MELON: Provable Indirect Prompt Injection Defense via Masked Re-execution and Tool Comparison

MELON introduces a novel training-free defense against indirect prompt injection attacks on LLM agents by detecting independence of tool calls from user inputs through masked re-execution, achieving superior attack prevention (0.24% ASR on GPT-4o) and utility preservation (58.78% UA on GPT-4o) compared to existing methods.
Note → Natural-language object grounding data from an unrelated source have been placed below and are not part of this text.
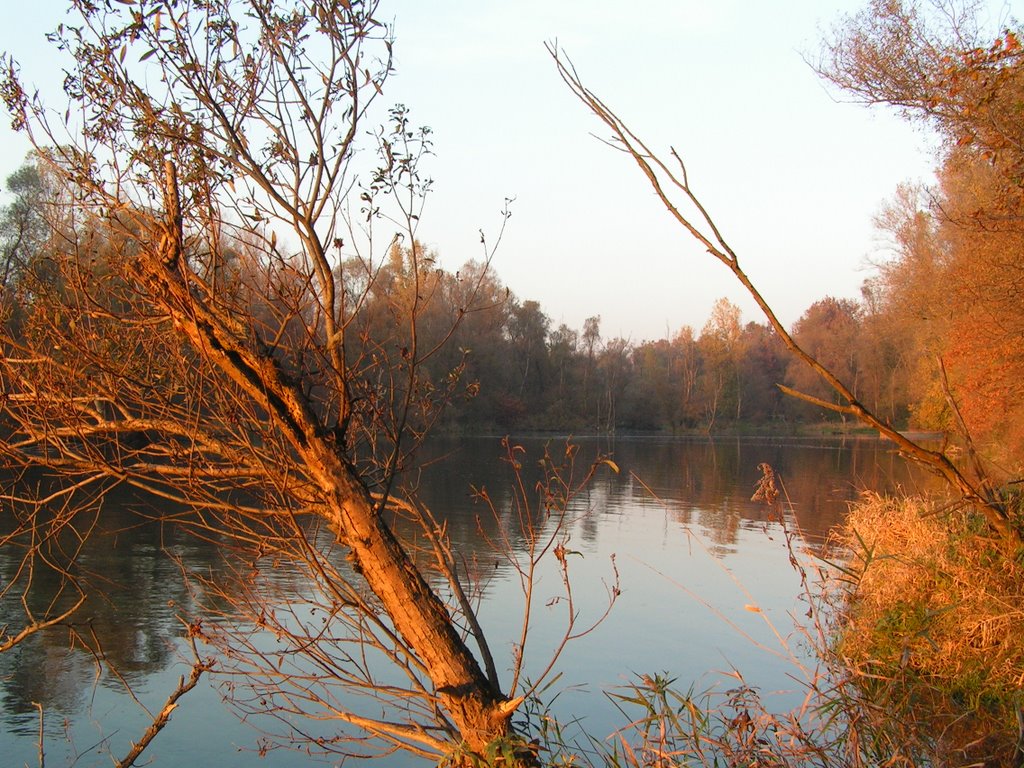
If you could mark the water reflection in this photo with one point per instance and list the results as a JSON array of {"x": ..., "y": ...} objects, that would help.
[{"x": 643, "y": 515}]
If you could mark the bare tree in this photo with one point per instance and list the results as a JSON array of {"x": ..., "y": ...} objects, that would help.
[
  {"x": 202, "y": 338},
  {"x": 671, "y": 183}
]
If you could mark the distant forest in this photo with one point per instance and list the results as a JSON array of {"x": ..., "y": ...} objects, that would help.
[
  {"x": 498, "y": 364},
  {"x": 508, "y": 368}
]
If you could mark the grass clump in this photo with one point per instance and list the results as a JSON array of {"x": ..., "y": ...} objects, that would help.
[{"x": 932, "y": 625}]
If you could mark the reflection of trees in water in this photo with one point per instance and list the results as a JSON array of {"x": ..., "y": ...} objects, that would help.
[
  {"x": 129, "y": 621},
  {"x": 702, "y": 483}
]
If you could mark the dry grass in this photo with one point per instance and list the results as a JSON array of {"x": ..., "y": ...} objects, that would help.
[{"x": 933, "y": 623}]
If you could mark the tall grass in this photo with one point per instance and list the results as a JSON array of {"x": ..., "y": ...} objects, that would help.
[{"x": 916, "y": 647}]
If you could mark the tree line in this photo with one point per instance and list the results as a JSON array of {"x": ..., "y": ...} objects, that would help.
[{"x": 196, "y": 305}]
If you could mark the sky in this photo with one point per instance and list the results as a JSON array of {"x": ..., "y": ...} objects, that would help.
[{"x": 793, "y": 173}]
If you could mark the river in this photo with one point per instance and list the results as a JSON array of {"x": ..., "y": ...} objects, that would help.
[{"x": 707, "y": 592}]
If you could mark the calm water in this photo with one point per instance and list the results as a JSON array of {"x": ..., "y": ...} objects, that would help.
[{"x": 693, "y": 554}]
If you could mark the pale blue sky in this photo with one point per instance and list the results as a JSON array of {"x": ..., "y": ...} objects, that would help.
[{"x": 793, "y": 175}]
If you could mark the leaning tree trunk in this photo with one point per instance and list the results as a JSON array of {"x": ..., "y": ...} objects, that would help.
[{"x": 474, "y": 705}]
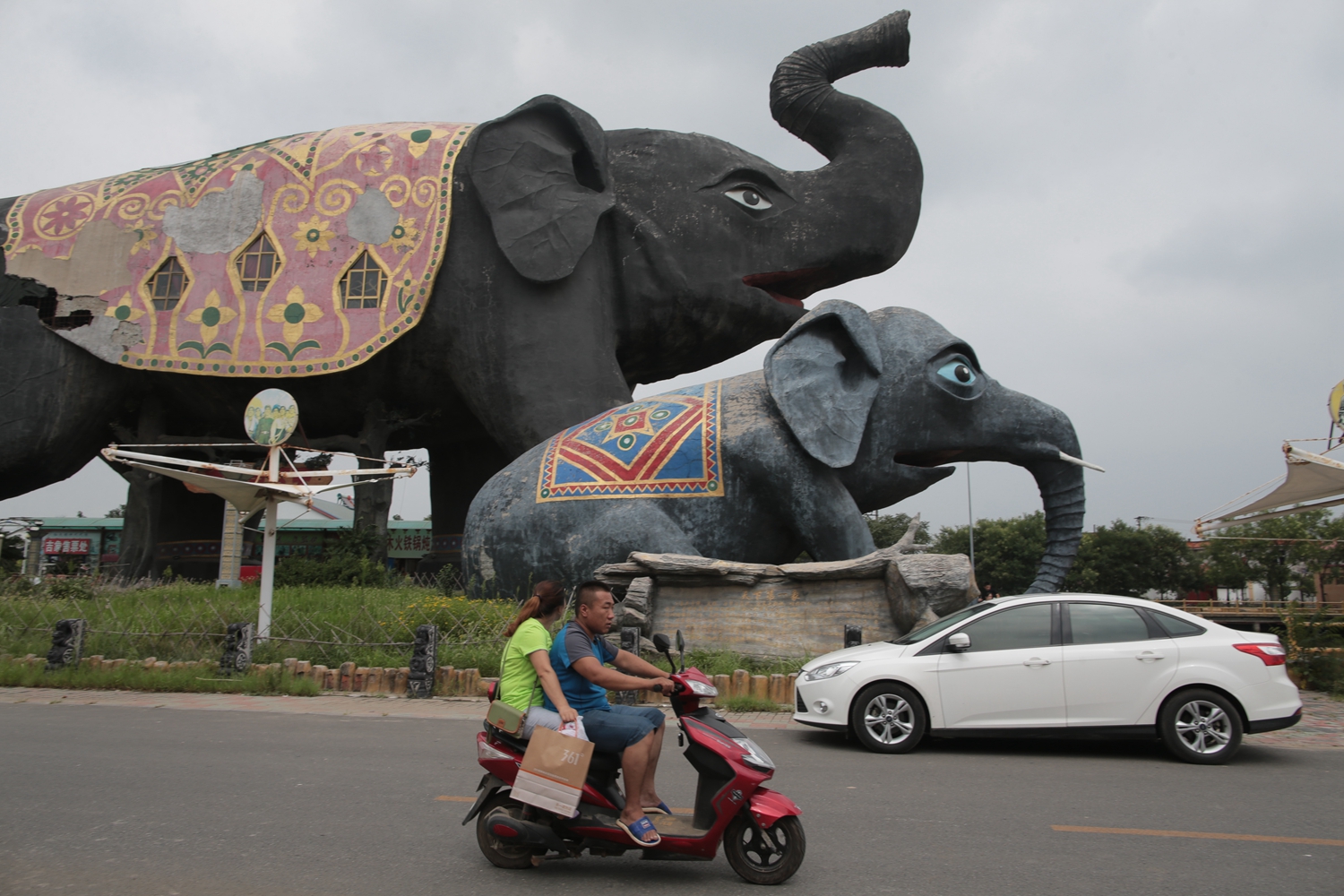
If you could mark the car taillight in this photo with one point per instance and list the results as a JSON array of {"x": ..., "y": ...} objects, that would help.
[{"x": 1271, "y": 654}]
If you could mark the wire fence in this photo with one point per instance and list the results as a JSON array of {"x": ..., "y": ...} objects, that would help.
[{"x": 322, "y": 624}]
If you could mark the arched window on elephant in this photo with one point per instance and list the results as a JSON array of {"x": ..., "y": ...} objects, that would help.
[
  {"x": 258, "y": 265},
  {"x": 365, "y": 284},
  {"x": 168, "y": 284}
]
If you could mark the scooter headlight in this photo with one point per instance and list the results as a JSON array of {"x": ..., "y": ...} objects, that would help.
[
  {"x": 753, "y": 754},
  {"x": 830, "y": 670},
  {"x": 486, "y": 751}
]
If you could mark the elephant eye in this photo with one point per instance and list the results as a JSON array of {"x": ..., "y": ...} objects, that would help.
[
  {"x": 959, "y": 371},
  {"x": 750, "y": 198}
]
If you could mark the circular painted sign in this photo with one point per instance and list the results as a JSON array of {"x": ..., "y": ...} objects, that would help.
[{"x": 271, "y": 417}]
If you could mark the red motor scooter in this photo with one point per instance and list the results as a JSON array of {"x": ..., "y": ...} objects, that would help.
[{"x": 760, "y": 828}]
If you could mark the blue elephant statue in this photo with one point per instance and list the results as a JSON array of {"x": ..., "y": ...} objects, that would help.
[{"x": 852, "y": 413}]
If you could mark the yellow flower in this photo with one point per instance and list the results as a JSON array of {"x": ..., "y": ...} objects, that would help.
[
  {"x": 211, "y": 317},
  {"x": 144, "y": 236},
  {"x": 405, "y": 236},
  {"x": 314, "y": 237},
  {"x": 124, "y": 311},
  {"x": 293, "y": 314}
]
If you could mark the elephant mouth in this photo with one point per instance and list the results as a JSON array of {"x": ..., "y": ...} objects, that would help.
[
  {"x": 792, "y": 287},
  {"x": 927, "y": 458}
]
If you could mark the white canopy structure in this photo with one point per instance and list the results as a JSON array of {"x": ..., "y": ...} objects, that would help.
[
  {"x": 247, "y": 487},
  {"x": 1312, "y": 481}
]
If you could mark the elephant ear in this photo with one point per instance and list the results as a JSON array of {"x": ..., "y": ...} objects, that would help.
[
  {"x": 542, "y": 177},
  {"x": 823, "y": 375}
]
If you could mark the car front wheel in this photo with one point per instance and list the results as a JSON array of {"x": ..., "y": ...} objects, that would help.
[
  {"x": 1201, "y": 726},
  {"x": 889, "y": 718}
]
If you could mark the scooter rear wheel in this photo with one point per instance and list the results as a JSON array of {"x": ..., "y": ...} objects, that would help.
[
  {"x": 765, "y": 855},
  {"x": 496, "y": 849}
]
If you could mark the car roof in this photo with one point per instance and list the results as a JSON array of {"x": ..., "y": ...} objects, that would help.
[
  {"x": 1107, "y": 598},
  {"x": 1074, "y": 595}
]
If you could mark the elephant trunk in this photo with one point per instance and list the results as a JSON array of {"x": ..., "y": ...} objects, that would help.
[
  {"x": 1062, "y": 495},
  {"x": 806, "y": 104}
]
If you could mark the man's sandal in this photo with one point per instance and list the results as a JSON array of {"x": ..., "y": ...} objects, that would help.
[{"x": 642, "y": 829}]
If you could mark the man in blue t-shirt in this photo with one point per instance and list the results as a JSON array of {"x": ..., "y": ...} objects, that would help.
[{"x": 578, "y": 657}]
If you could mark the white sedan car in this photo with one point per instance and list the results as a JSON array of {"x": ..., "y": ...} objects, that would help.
[{"x": 1056, "y": 665}]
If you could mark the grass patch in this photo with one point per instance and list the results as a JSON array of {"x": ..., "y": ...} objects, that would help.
[
  {"x": 327, "y": 625},
  {"x": 132, "y": 677},
  {"x": 747, "y": 704}
]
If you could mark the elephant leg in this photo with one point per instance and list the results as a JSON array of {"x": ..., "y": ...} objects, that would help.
[
  {"x": 456, "y": 474},
  {"x": 56, "y": 402}
]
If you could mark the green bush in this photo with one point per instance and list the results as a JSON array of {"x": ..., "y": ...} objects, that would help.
[
  {"x": 349, "y": 562},
  {"x": 746, "y": 704},
  {"x": 134, "y": 677}
]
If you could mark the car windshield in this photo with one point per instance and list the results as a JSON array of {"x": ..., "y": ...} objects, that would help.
[{"x": 943, "y": 625}]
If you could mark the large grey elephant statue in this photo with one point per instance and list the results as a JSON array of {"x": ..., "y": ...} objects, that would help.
[
  {"x": 580, "y": 263},
  {"x": 852, "y": 413}
]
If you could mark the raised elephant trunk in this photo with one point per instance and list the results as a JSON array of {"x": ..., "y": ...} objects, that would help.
[
  {"x": 875, "y": 174},
  {"x": 806, "y": 104}
]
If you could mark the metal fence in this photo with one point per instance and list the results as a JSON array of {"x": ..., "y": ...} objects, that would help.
[{"x": 324, "y": 625}]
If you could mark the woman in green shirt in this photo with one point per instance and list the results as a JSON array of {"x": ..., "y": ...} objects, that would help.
[{"x": 526, "y": 668}]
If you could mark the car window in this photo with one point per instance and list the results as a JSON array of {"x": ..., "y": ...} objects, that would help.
[
  {"x": 943, "y": 625},
  {"x": 1015, "y": 629},
  {"x": 1176, "y": 626},
  {"x": 1105, "y": 624}
]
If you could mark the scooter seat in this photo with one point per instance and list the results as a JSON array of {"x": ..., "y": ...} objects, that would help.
[
  {"x": 507, "y": 739},
  {"x": 604, "y": 762}
]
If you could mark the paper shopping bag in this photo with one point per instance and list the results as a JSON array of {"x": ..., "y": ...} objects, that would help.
[{"x": 553, "y": 771}]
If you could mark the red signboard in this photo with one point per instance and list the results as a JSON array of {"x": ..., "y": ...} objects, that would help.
[{"x": 65, "y": 546}]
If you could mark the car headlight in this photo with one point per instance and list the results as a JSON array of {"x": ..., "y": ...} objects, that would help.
[
  {"x": 753, "y": 754},
  {"x": 830, "y": 670}
]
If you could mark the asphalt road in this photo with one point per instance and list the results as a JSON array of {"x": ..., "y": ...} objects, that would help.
[{"x": 152, "y": 802}]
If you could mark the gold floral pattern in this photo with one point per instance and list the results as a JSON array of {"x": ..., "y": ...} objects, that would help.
[
  {"x": 314, "y": 237},
  {"x": 293, "y": 314},
  {"x": 211, "y": 317},
  {"x": 124, "y": 309},
  {"x": 405, "y": 236}
]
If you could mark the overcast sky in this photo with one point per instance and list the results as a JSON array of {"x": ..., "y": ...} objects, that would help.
[{"x": 1133, "y": 211}]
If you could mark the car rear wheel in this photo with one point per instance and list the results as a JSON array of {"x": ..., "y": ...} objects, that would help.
[
  {"x": 1201, "y": 726},
  {"x": 889, "y": 718}
]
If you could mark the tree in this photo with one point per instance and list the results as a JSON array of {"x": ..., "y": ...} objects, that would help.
[
  {"x": 1007, "y": 551},
  {"x": 11, "y": 554},
  {"x": 1128, "y": 560},
  {"x": 1284, "y": 554},
  {"x": 887, "y": 530}
]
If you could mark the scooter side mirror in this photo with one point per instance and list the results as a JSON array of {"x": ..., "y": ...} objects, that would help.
[{"x": 959, "y": 642}]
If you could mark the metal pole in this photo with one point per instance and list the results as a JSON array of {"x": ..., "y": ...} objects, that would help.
[
  {"x": 970, "y": 517},
  {"x": 268, "y": 551},
  {"x": 268, "y": 571}
]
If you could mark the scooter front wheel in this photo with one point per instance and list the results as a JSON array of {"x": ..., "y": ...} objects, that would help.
[
  {"x": 765, "y": 855},
  {"x": 496, "y": 849}
]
Large Language Model, Agent, Safety, Robustness, Human-AI Interaction

Kaijie Zhu, Xianjun Yang, Jindong Wang, Wenbo Guo, William Yang Wang

University of California, Santa Barbara, William & Mary

Generated by grok-3

Background Problem

The paper addresses the critical security concern of indirect prompt injection (IPI) attacks on Large Language Model (LLM) agents, where malicious tasks embedded in tool-retrieved information (e.g., from databases or websites) can redirect agents to perform unauthorized actions. Existing defenses either require substantial resources for model retraining, fail against sophisticated attacks, or compromise the agent’s utility. The key problem solved is designing a lightweight, training-free defense that effectively prevents IPI attacks while maintaining high utility, balancing security and functionality in LLM agent systems.

Method

MELON (Masked re-Execution and tooL comparisON) is a novel IPI defense based on the insight that under a successful attack, an agent’s actions become less dependent on user inputs and more on malicious tasks in retrieved data. It operates by re-executing the agent’s trajectory with a masked state, where user inputs are replaced by a task-neutral prompt (T^f) and only tool outputs are preserved. The method compares tool calls between the original and masked executions using embedding-based similarity; if similar tool calls are detected, it indicates an attack due to independence from user input. Key designs include a customized masking function to prevent arbitrary tool calls, a tool call cache to handle timing mismatches, and a focused tool call comparison to reduce noise, addressing challenges like false positives and negatives.

Experiment

Experiments were conducted on the AgentDojo benchmark, featuring four agent types (banking, slack, travel, workspace) with 629 attack cases, using three LLMs: GPT-4o, o3-mini, and Llama-3.3-70B. Four representative IPI attacks (Direct, Ignore Previous Instructions, System Message, Important Messages) were tested against five baseline defenses and MELON/MELON-Aug. Metrics included Utility under Attack (UA), Attack Success Rate (ASR), and Benign Utility (BU). Results showed MELON achieving the lowest ASR (0.24% on GPT-4o) while maintaining high UA (58.78% on GPT-4o), outperforming baselines which often traded off utility for security. MELON-Aug further improved performance (0.32% ASR, 68.72% UA on GPT-4o). The setup was comprehensive, covering diverse attacks and models, though limited to AgentDojo and excluding multimodal benchmarks due to low attack success rates. Ablation studies validated key designs, showing increased ASR without them, and sensitivity tests confirmed robustness to parameter variations. However, failure analysis revealed limitations in detecting response-based attacks (72.73% of missed cases), indicating the method’s focus on tool calls misses some attack vectors. Overall, results matched expectations for tool-call-based attacks but highlighted gaps in broader attack coverage.

Further Thoughts

The concept of leveraging behavioral patterns like the independence of tool calls from user inputs in MELON opens up intriguing possibilities for broader application in AI security. It could potentially be adapted to detect other forms of manipulation beyond IPI, such as subtle biases or misinformation injected through external data sources in multimodal systems, by extending the masked re-execution to other output modalities like text responses. This ties into recent research on adversarial robustness in vision-language models, where similar discrepancies between expected and actual outputs under manipulated inputs are observed. However, the computational overhead of MELON (doubling API calls) raises scalability concerns, especially for real-time applications. Future work could explore integrating MELON with efficient caching mechanisms or lightweight anomaly detection models to reduce costs, drawing inspiration from federated learning approaches where resource constraints are paramount. Additionally, the high false positive rate, even if justified as security concerns, might deter adoption in user-centric applications; a hybrid approach combining MELON with user feedback loops could refine detection thresholds dynamically, enhancing usability while maintaining security.